The price of oil fell below $107 a barrel Monday, as the likelihood of an imminent U.S. attack against Syria diminished.
By early afternoon in Europe, benchmark crude for October delivery was down 82 cents, to $106.83 a barrel in electronic trading on the New York Mercantile Exchange. On Friday, the contract fell $1.15 to close at $107.65.
Trading volumes were limited Monday, as floor trading on the Nymex was closed because of Labor Day. As a result, the benchmark contract was volatile, swinging within a wide range of more than $3, between $104.21 and $107.31.
While Syria is not a major oil producer, it straddles a region that is. The possibility of a wider conflict, one that could interrupt production and shipping routes in the region, has pushed oil prices higher in recent days.
“Even though the saber-rattling over a military strike against Syria is continuing and a U.S. attack remains a realistic option, the debate has become considerably less heated,” said a report from analysts at Commerzbank in Frankfurt. “This is likely to weigh on oil prices given that many market players have been betting on climbing oil prices in anticipation of military action in Syria and a possible spill-over of the conflict in the most oil-rich region of the world.”
Oil prices recovered from daily lows, thanks to two surveys showing that China’s manufacturing improved in July.

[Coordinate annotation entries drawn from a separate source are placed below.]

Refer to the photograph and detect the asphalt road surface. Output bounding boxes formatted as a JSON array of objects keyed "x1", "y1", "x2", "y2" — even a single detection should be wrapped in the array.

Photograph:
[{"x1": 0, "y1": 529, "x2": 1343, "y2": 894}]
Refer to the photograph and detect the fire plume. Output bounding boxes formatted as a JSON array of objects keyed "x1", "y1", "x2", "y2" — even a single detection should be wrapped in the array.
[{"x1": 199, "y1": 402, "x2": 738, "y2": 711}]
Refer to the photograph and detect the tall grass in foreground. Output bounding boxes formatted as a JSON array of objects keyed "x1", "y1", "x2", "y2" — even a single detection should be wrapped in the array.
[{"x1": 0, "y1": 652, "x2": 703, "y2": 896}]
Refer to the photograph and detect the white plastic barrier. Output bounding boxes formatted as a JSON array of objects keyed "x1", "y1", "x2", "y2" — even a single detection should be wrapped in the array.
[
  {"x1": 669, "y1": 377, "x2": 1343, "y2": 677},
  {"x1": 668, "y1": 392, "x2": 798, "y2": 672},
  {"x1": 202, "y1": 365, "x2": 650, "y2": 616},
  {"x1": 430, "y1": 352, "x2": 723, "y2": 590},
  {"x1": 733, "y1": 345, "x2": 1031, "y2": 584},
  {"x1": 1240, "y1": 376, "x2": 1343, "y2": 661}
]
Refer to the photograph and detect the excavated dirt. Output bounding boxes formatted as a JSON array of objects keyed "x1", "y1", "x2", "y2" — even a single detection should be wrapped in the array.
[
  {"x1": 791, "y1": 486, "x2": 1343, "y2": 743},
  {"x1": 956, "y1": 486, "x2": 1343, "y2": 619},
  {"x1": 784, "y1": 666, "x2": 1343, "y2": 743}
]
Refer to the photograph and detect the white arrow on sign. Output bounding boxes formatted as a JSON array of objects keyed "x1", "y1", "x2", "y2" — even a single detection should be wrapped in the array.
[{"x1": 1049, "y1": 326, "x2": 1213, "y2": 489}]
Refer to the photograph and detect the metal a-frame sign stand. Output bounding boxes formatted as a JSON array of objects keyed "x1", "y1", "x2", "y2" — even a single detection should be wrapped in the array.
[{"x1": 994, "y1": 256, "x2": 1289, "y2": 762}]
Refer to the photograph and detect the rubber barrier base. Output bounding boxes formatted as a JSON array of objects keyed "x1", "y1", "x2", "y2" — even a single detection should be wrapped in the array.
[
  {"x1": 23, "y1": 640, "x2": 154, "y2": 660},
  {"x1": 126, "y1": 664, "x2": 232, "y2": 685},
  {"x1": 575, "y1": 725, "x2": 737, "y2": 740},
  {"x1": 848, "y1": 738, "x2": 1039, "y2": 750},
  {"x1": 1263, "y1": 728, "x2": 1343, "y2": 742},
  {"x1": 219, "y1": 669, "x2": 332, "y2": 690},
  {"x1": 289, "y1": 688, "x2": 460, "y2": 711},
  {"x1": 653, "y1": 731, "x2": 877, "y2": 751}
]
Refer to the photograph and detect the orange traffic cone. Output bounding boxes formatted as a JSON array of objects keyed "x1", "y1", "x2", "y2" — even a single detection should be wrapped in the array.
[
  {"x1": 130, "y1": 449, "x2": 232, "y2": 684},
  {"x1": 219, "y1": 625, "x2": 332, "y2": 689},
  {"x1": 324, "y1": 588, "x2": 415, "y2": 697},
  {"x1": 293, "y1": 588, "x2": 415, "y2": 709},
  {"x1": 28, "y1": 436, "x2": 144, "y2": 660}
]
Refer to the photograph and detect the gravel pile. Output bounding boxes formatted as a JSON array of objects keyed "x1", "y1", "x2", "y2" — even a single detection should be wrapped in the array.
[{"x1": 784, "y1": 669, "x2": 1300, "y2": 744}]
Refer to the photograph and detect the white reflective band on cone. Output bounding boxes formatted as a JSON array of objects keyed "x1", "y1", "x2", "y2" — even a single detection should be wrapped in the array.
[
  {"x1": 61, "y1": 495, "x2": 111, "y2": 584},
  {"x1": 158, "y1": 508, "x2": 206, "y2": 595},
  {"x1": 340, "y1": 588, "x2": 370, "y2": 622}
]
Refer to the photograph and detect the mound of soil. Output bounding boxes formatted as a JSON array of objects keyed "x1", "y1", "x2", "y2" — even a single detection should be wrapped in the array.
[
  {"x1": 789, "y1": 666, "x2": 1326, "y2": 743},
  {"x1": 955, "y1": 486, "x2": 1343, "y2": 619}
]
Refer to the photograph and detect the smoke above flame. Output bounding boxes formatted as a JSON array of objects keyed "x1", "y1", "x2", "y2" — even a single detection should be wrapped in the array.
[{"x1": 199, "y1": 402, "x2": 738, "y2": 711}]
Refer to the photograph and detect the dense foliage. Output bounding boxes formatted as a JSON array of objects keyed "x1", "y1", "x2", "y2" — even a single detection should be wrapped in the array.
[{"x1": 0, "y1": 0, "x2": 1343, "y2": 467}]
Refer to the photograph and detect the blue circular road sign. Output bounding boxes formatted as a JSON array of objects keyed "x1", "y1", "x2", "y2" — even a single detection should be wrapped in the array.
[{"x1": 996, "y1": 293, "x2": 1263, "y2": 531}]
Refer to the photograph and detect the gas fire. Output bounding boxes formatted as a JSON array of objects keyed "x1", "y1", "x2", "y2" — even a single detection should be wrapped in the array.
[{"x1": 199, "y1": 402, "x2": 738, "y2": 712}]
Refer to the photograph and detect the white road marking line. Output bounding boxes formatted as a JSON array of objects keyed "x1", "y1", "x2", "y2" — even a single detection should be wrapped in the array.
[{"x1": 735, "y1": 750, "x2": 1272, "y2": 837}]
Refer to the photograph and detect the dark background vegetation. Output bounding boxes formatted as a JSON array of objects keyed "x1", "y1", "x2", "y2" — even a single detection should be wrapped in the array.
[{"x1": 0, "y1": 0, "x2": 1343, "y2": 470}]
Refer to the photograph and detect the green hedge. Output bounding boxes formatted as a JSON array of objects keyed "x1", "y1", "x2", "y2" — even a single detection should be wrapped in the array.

The world’s second-largest economy is trying to reverse a slowdown that pulled economic growth to a two-decade low of 7.5 percent in the latest quarter.
“The Chinese manufacturing data increased hopes for a stronger oil demand from China in the second half of 2013,” said analysts at Sucden Financial Research in London.
Brent crude, the benchmark for international crudes, was down 19 cents, to $113.94 a barrel, on the ICE Futures exchange in London.
In other energy futures trading on Nymex:
- Wholesale gasoline was down 6.02 cents to $2.8704 per gallon.
- Heating oil lost 4.78 cents to $3.1405 per gallon.
- Natural gas rose 2.3 cents to $3.641 per 1,000 cubic feet.